Pete Goss in 2012, © Geoffrey Tweedale
Peter A.Goss was born at Firth Park in Sheffield in 1940. He was educated at Walkley County School. When he left, aged 15, he found a job as a bricklayer. The working conditions were awful and his hands were soon a wreck. He left after three weeks. However, he had an uncle at William Skidmore, the surgical instrument manufacturer. This firm had been founded in the nineteenth century and for many years was based at the quaintly-named Enema Works in Cemetery Road. Peter began surgical instrument forging. He recalled that Skidmore’s had about four forgers on the premises, who manufactured a wide range of forceps, clamps, pliers, and other items too numerous (or grisly) to mention.

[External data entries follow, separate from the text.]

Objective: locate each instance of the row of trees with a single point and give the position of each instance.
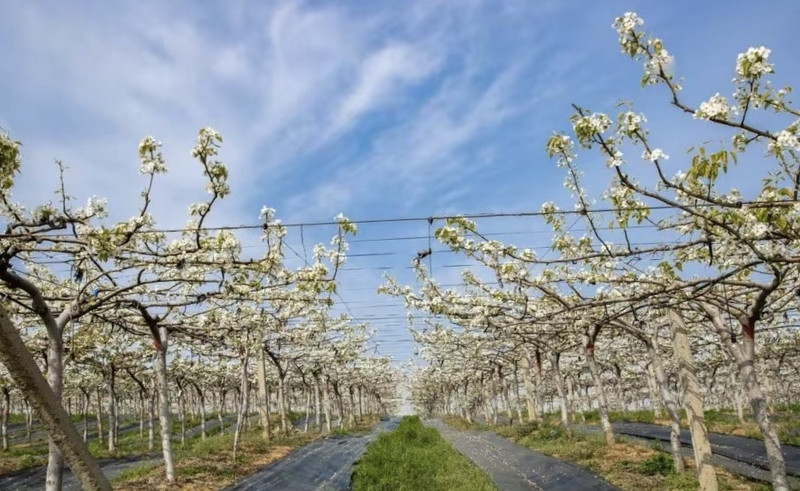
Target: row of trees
(682, 293)
(157, 318)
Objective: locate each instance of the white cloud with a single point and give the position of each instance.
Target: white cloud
(382, 75)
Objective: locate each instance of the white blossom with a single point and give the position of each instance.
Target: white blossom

There was no formal apprenticeship. Peter was expected to pick the job up himself. He considered that he was competent at forging by the time he was 18: certainly by then, he had his own ‘price list’ of tools he could make. It was all piece work. Eventually, he was the only forger remaining. The hand-forged surgical instrument – like the hand-forged pocket-knife – succumbed to competition from items that were cast, stamped, or otherwise machined. In about 1970, after Skidmore’s suffered an inevitable takeover, he left and continued forging alone as a ‘little mester’. In 1988, he moved to Kelham Island Museum. The closure of surgical instrument firms helped him initially, because he soon had plenty of orders from their customers – some from London.
On visits to Kelham, the author watched Peter at his forge and chatted about his work. It was easy to see why forging had attracted no fresh recruits. It was hard work, aside from the declining market for hand-forged instruments. He did not cloak forging in mystique. He had always worked with stainless steel (the best material for surgery), never carbon. He did not claim to hammer quality into the steel or modify the material’s structure. ‘Stainless is too hard. When I have finished with it, a drill won’t touch it’ (author’s interview, 28 May 2015). He did, though, emphasize the skill involved. ‘It’s all about hand and eye co-ordination. Not everyone can do it’.
On one visit, he directed my attention towards his forging block, with its numerous ‘gates’ and ‘dies’. Each one had a use for a specific type of work or instrument. ‘We made the dies ourselves. Unlike other trades, such as scythes or pocket-knives, surgical instrument forging needs an array of dies’. Other skills involved judging the temperature of the steel by eye alone. I once watched and photographed him making a pair of special forceps for removing tonsils. They were box-jointed. Having heated the steel in the fire, he expertly formed the loops with a few hammer blows on a pointed die.
Peter was still receiving the occasional order from surgical instrument suppliers. As the last hand-forger, he had no competitors. His parting comment: ‘This Xmas [2015], I’ll have worked 60 years as a surgical instrument forger. Yet I’ve got no aches or pains – and no arthritis in my wrist or hands!’ When the Covid-19 virus began retreating, he continued to work the occasional day at Kelham. Aged 81, he recognized that the trade was at an end. He told one reporter: ‘This isn’t a living, it’s a hobby’ (Hollingworth, 2021). A short film of Peter Goss hand forging (2006) can be viewed on the Ken Hawley Collection Trust YouTube Channel (Hawley Original Film Series).